But Four Rivers, whose verdant palette bears more than a passing resemblance to a swastika, was perhaps the least of many grievances the students brought to the table for their April 20 meeting with Biondi. So chafed were the student politicos that they intended to reprise the SGA's 1999 "no-confidence" referendum on Biondi. But by meeting's end, Biondi had bent like a reed on everything except Four Rivers. He agreed to meet with the student body president once a month. He agreed to attend a student senate meeting each semester, hold town hall-style meetings and think about scholarships for upperclassmen. He even agreed to make room for a student on the school's Space Committee, which determines how buildings are to be used.
"We basically got everything we wanted," student body president Nick Sarcone reports. "The biggest thing we were able to get out of this is the fact that he's got to meet with the SGA president at least once a month."
Biondi did not return a phone call requesting comment for this story. For that matter, he has yet to address the long-standing call by faculty and students for shared governance of the university. The issue dates back to 1999 and a "peace accord" Biondi signed in the wake of the last no-confidence measure, which was tabled when students discerned a lack of faculty support. (For more about the 1999 flap, see "The Sacred & the Profane," in the June 9, 1999, issue of the Riverfront Times.) At the time he agreed to allow one faculty member, one student and one staff member to sit on the President's Coordinating Council.
But Rick Breslin, president of SLU's Faculty Senate, says Biondi has done little to hold up his end of the bargain. "We were to participate in shared governance. We don't," claims Breslin, a tenured professor of leadership and higher education. "We participate in something called 'shared information.' There are no decisions made [with faculty]. Decisions are highly centralized at the university, and the faculty continues to want to be at the table to participate in shared governance."
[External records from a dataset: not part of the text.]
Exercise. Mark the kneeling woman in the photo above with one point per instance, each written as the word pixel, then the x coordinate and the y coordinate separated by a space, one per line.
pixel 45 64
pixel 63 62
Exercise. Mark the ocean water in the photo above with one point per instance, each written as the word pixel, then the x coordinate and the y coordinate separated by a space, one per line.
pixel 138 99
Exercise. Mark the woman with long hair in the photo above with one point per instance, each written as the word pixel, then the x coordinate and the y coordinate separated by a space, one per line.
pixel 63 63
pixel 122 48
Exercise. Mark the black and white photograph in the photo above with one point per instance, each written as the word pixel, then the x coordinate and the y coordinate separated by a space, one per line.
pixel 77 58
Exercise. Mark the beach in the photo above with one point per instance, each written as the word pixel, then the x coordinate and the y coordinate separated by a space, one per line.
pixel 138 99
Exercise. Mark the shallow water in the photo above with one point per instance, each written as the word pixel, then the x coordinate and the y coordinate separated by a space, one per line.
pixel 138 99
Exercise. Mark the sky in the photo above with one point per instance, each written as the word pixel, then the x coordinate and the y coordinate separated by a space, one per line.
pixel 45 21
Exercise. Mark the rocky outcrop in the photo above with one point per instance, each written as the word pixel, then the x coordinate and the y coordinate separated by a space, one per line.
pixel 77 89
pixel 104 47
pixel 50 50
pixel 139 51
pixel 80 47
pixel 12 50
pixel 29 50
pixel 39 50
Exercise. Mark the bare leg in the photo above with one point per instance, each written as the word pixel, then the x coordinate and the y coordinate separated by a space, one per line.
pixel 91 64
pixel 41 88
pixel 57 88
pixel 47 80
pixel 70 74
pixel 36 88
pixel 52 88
The tempest erupted anew when the senate learned Biondi had formed a search committee to hire a new vice president for financial affairs. According to a faculty newsletter Breslin publishes, instead of consulting the faculty in the search, the university posted a listing on the Monster.com employment Web site. Biondi, Breslin wrote, "absolutely violated both the letter and the spirit of shared governance at the University. Why should the faculty believe that the best candidate has been chosen? President Biondi's credibility within the academic community is not high, so an assurance from him is not satisfactory."
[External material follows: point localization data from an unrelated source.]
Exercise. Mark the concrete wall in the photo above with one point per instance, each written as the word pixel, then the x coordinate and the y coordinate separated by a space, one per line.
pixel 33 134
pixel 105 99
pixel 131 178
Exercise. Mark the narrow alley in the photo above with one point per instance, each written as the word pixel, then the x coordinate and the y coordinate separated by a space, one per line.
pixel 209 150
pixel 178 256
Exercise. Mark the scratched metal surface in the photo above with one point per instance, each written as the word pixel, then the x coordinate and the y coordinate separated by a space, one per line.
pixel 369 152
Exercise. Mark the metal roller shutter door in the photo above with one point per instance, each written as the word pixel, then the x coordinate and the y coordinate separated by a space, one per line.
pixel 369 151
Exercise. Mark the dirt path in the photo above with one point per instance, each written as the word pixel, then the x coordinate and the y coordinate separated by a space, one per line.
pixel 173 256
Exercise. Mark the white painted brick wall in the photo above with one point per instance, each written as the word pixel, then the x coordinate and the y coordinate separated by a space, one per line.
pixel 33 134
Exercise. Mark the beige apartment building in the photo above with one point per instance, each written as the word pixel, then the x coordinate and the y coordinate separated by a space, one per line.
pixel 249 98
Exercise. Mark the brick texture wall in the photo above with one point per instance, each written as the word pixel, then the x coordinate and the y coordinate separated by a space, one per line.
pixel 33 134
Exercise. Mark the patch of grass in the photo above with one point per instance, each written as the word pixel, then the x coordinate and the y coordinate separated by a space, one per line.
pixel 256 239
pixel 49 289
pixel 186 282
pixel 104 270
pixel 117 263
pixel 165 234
The senate's executive committee drew up a "Motion of Condemnation" to censure Biondi's actions, which was to go before the full membership on Tuesday, April 27, as the Riverfront Times went to press.
Of course, condemnations and votes of no-confidence are only symbolic; only SLU's Board of Trustees has the power to topple Biondi. "Hopefully he'll think twice before doing the same thing another time," says Breslin. "He is a very powerful president. My hope is that we'll find a way peacefully to deal with those things."